Aquarium Tips,  TIPS + HOW-TOs

DIY Dosing Vessels – The GHL Edition

These are an inexpensive way to create some functional and stylish dosing containers and you’ll be recycling/repurposing, too!

The “GHL Edition” in the title is just a little humor because these happen to match my GHL Doser perfectly! A little added bonus for any other GHL owners out there. But if the transparent blue is not your thing, feel free to grab a can of Krylon plastic paint and spray the caps the color of your choice.

This is almost identical to creating dosing containers using the glass Voss water bottles. I was one of the first to do this several years ago and it has become very popular. They are slick looking, but they are heavier, 30% more expensive, made of glass which can break if dropped, and the CORE bottles hold almost an extra 2 oz. But either works great, just depends on your own personal preference.


Here is what you will need. The star of the show is the CORE water bottle. I’m using the 30.4 fl. oz. bottles because these take up the least amount of real estate in my stand. In particular, I’m fitting these behind the door of my electronics cabinet.

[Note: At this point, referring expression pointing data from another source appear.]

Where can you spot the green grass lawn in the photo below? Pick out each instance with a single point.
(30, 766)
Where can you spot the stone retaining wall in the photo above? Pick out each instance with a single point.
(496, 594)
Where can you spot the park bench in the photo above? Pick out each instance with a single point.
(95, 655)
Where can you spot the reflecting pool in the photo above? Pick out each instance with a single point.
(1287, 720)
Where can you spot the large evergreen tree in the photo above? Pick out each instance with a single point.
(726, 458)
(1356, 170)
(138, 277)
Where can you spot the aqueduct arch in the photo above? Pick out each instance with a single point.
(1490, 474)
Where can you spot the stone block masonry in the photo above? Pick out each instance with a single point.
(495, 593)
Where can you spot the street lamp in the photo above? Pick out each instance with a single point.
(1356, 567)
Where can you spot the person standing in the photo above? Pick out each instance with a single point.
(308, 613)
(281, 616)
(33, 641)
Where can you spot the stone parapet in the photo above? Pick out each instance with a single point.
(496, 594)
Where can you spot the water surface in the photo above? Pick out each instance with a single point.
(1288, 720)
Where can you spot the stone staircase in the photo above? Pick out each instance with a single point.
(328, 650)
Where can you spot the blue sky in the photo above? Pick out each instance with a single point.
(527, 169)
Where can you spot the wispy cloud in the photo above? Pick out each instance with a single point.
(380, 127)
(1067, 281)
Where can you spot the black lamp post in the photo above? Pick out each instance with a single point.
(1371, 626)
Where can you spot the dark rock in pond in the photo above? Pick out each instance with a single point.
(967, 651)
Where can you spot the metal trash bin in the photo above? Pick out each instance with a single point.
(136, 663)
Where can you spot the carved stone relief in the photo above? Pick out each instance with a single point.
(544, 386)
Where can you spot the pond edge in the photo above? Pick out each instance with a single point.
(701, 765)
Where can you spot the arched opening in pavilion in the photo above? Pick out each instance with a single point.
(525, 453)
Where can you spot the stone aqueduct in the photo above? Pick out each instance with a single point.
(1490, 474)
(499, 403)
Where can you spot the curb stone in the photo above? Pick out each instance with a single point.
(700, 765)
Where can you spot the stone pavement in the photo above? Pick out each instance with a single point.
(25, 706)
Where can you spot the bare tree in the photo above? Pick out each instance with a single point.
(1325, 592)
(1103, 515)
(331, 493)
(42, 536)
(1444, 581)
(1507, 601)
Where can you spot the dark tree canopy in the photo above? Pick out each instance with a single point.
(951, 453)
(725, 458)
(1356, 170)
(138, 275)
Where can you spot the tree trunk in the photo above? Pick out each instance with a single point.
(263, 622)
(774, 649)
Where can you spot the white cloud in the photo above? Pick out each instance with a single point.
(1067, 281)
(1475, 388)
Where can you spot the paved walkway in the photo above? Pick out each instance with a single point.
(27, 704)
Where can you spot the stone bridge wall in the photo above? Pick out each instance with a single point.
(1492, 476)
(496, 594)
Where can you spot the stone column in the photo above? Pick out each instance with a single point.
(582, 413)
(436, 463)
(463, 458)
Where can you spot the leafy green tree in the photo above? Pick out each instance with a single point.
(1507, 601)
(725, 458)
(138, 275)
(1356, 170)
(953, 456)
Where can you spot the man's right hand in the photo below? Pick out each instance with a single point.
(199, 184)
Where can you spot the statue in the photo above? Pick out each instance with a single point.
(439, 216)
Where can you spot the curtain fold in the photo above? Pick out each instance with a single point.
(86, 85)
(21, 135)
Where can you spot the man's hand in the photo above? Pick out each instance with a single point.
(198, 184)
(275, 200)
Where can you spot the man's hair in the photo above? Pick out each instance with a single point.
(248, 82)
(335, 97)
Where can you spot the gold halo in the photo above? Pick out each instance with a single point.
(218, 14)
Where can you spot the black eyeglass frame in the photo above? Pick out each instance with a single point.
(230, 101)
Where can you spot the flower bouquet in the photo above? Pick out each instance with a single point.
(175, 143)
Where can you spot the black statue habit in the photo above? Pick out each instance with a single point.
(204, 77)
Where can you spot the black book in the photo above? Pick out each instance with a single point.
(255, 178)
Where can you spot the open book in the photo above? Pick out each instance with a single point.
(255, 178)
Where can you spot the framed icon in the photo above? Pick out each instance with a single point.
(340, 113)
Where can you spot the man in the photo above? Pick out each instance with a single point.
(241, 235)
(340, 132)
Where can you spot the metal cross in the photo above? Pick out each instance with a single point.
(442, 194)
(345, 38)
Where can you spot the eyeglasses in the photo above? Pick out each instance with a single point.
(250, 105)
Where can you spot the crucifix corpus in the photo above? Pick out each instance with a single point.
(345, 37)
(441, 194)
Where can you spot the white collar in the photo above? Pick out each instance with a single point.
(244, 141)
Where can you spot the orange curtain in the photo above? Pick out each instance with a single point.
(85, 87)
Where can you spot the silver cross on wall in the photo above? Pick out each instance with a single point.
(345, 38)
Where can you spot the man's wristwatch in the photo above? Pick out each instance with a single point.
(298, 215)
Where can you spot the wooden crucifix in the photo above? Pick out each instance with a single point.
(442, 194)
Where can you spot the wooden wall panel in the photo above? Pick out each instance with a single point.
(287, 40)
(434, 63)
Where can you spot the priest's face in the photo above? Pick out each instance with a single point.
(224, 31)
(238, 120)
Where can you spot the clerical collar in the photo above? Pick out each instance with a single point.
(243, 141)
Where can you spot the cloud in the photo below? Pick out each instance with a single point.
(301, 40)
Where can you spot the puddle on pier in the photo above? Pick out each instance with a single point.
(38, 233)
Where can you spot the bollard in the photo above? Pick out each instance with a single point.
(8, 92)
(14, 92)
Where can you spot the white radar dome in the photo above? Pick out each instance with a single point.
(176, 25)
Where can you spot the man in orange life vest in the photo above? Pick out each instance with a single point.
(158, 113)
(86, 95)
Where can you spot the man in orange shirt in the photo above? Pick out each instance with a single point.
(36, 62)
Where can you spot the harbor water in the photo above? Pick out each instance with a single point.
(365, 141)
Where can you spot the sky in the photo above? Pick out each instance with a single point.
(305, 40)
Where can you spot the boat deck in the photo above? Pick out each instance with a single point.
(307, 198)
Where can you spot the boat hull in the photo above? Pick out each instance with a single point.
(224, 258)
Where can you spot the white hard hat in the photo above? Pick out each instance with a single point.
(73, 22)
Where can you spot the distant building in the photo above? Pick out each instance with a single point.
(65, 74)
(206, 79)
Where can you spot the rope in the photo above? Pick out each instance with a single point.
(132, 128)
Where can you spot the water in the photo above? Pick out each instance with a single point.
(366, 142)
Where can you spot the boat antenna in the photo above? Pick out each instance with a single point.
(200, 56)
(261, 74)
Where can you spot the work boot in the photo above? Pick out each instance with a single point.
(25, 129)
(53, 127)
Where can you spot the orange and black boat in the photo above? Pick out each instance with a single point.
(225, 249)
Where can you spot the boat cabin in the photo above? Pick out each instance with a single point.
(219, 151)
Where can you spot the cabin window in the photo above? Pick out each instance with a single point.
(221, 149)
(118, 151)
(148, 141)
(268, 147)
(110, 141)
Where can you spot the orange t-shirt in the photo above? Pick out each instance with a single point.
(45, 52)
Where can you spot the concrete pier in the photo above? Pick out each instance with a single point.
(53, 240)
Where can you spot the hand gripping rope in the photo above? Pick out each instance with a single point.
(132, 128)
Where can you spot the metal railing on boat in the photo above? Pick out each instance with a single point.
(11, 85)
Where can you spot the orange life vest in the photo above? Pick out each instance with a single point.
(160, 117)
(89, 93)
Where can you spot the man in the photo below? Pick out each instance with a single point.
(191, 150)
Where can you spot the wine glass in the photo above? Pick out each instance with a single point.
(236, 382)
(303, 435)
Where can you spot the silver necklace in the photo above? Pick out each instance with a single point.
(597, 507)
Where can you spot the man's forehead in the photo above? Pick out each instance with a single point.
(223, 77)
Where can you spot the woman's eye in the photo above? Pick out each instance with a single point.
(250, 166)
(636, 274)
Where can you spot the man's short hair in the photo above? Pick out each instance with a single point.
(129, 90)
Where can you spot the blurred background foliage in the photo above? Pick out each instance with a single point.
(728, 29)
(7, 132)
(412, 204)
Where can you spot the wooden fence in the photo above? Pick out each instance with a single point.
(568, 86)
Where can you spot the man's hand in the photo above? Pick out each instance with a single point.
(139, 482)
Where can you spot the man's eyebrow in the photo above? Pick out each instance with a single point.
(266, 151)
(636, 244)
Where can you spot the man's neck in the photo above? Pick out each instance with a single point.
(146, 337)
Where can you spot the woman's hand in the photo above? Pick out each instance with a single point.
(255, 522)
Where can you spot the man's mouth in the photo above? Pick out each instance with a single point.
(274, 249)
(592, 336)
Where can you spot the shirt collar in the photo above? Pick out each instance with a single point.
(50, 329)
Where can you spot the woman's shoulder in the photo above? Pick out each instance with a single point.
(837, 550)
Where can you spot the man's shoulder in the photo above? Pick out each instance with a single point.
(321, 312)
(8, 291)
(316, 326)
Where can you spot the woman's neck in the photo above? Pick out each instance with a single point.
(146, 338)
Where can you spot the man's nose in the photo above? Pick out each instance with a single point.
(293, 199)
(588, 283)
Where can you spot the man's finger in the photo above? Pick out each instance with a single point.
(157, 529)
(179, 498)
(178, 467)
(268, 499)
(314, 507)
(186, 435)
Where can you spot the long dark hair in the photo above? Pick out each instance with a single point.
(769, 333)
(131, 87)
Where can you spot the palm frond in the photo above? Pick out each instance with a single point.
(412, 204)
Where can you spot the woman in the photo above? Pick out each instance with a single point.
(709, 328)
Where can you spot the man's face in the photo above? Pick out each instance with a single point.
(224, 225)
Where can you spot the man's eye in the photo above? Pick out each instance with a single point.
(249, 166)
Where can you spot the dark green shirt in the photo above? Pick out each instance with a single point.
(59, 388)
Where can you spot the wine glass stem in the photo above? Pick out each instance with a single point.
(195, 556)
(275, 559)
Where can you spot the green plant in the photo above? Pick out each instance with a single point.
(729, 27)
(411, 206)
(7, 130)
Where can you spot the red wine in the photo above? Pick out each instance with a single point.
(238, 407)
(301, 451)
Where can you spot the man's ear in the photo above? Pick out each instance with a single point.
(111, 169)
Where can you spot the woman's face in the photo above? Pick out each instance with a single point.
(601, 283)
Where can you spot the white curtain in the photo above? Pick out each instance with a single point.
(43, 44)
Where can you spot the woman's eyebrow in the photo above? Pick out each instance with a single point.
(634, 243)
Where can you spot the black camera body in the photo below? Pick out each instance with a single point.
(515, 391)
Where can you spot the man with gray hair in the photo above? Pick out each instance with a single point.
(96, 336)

CORE Hydration Nutrient Enhanced Water, 30.4 Fl Oz, 12 Pack Bottles -

Here is the full list of supplies:

  • (1) John Guest quick connect barb fitting. 1/4″ stem x 3/16″ hose barb. I got mine from Amazon.
  • (2) Step Drill Bit, so you don’t crack the plastic. Mine is a 9-step. You’ll need one that goes up to 3/4″.
  • (3) 1/4″ Push Connect Bulkhead. I got mine from Bulk Reef Supply.
  • (4) 1/4″ RO/DI tubing, which you will cut to fit. Also available at Bulk Reef Supply.
  • (5) CORE Water bottle with the label removed.


Step 1

Remove the cap from the bottle. Get your step drill bit and carefully drill straight down through the center of the cap. There is a little dimple in the center of the cap you can use as a guide but you still have to be careful the drill bit doesn’t shift out of the center. On the inside of the blue cap is a standard white bottle cap. There is not a lot of wiggle room between the interior of this white cap and the bulkhead you will use later. Drill until you have a 3/4″ hole and the bulkhead just fits.

Step 2

Now grab your bulkhead fitting, remove the bottom nut, and assemble it onto the cap. I find it easier to hold the nut inside and rotate it from the top. As I said earlier, there is not a lot of room inside the internal white cap.

Step 3

Take a very small drill bit (I used a 5/64″) and carefully drill down into the cap JUST INSIDE the edge of the inner white cap. This hole is to allow air into the bottle as fluid is sucked out by your dosing pump. But you must drill within the white inner cap. If you drill beyond it, just through the blue cap, your hole will be outside the bottle and not accomplish anything. Again, there is not a lot of space between the bulkhead and the outside edge of the white cap so just pay attention to where you are drilling.

Step 4

Now take your John Guest barb fitting and stick the smooth end into the top of the bulkhead. Push down all the way so it doesn’t pull out (without pressing the quick-release ring).

Step 5

Time to cut your RO/DI tubing. I cut mine to around 11..5″. It’s long enough to reach down into the outer edge of the bottle where it’s lower, to get the most fluid out. The center of the bottle is raised. It’s ok for the tubing to not be straight, just make sure it reaches the bottom.
NOTE: Bulk Reef Supply sells rigid acrylic tubing specifically for this purpose but they DO NOT seal well inside the bulkheads. Use the RO tubing instead.

Step 6

Now take your cut piece of RO tubing and push it into the bottom of the quick connect fitting inside the cap. Make sure you push it in all the way and that you can’t pull it out (without holding down the quick-release ring on the fitting).


Now you have a complete dosing vessel, ready to hook up to your dosing pump with a line of soft 1/4″ tubing. If you break down the cost, each completed dosing vessel comes to around $11 USD. Not too bad considering the cost of commercially available dosing vessels are at least 3x that. And if your plastic CORE bottle ever breaks or just gets gross, just buy a new one for $2 and swap the caps or re-assemble all your parts onto a new cap, just having to drill the holes again.